Press a button, print an organ. Perhaps the idea is not as Sci-Fi as it sounds. 3D bioprinting is an advancing field that uses layer-by-layer positioning of cells and biomaterials to produce living scaffolds for a variety of uses.

Depending on the qualities needed in the final product, techniques and materials vary. All start with a digital 3D model produced using computer aided design (CAD) software. One powerful feature of this is that CT and MRI scan data from patient can be used to tailor, for an example a tracheal graft, to personalised dimensions.

Next, the structure can be bioprinted using a bioink. Things to consider when choosing a bioink are the cells, biomaterial and growth factors included. Biomaterials such as alginate and polyvinyl-alcohol provide a structural scaffold for new cells to grow on. The ideal biomaterial must be biocompatible (not trigger an immune response) and biodegrade at the same rate as the new tissue grows.                                     

Cells and growth factors goes hand in hand, to print a bone graft you would use mesenchymal stem cells and a corresponding growth factor or chemical that encourages the pathway of differentiation looked for. The bioink used can dictate the printing method. Three popular approaches include inkjet-based, laser assisted and extrusion-based bioprinting. Each has their own set of opportunities and challenges.

Inkjet bioprinting uses the bioink droplets deposited by a piezoelectric actuator. Laser-assisted uses an a donor layer than absorbs energy from laser stimulation with a bioink layer underneath it and a collecting layer to form the tissue constructs. Extrusion uses mechanical force to deposit a continuous cylindrical stream of bioink.
Mechanisms of 3D bioprinting: Adapted from an image by Loai et al, licenced under Creative Commons Attribution 4.0 International License from https://doi.org/10.20900/rmf20190004

Droplets of bioink, generated either through heating or a piezoelectric effect, are deposited on the substrate. High throughput, high resolution, low expense and strong cell viability count in favour of this technique. The key drawback is the need for low viscosity bioink to pass through the fine nozzle which results in low structural quality.

If a strong structure is a priority then extrusion printing comes to the fore. It relies on pneumatic or mechanical force to print uninterrupted lines of a far more viscous bioink. However, the increased shear stress involved reduces cell viability. High viscosity bioinks tends to result in lower resolution and the process is much slower.

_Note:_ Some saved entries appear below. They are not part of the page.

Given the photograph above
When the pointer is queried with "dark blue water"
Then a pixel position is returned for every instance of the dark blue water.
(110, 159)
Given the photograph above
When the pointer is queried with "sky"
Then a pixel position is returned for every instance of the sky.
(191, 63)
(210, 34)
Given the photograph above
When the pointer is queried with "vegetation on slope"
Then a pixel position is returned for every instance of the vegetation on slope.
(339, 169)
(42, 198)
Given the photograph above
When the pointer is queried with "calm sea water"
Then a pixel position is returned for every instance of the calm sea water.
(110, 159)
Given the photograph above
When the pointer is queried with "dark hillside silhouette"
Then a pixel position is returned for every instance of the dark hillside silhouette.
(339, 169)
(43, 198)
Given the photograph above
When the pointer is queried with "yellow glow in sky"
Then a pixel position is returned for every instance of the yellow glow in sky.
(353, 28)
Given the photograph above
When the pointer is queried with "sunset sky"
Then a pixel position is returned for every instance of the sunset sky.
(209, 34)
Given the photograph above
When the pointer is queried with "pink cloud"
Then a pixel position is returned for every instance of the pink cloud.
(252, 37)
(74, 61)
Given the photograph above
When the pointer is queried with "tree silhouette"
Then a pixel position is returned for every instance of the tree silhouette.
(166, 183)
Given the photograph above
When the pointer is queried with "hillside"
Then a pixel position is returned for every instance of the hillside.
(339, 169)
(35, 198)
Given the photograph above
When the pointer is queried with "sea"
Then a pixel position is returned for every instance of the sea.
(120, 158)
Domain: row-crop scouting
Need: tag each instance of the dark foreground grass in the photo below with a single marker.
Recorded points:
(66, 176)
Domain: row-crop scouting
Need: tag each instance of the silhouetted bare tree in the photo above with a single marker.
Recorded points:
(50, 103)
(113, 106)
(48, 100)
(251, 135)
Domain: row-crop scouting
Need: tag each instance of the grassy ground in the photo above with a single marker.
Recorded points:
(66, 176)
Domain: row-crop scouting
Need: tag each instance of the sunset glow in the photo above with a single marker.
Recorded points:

This uses a laser induced forward transfer technique (LIFT) which means that a laser is used to force material from a thin donor layer of bioink onto the substrate being printed onto. Advantages of this include high cell viability as there is no direct contact between the bioink and the dispenser so no stress forces and that the technique is compatible with a wide range of bioink of varying viscosities. Unfortunately, the complexity of this method results in high equipment cost.

Potential Uses

  • Organ replacement
  • Tissue grafts such as skin, bone muscle and cartilage
  • Organs on a chip – used for drug and vaccination screening
  • Drug delivery scaffolds
  • Building disease models

Printing organs for those currently awaiting a donor remains science fiction for now but great progress is being made towards that goal. However, even this is just the start as ethical considerations need to be made.

Integral to the whole process are stem cells and their source. The ethics of stem cells use are hotly debated but the alternative, induced pluripotent stem cells, are associated with more unpredictable behaviour.

Safety and quality control of bioprinted organs need to be considered, and this is made harder personalisation of treatment which reduces replicability of results. Arguably, for a terminally ill patient the benefits of an untested treatment outweigh the risk, but can this then be applied to non-life-threatening cases?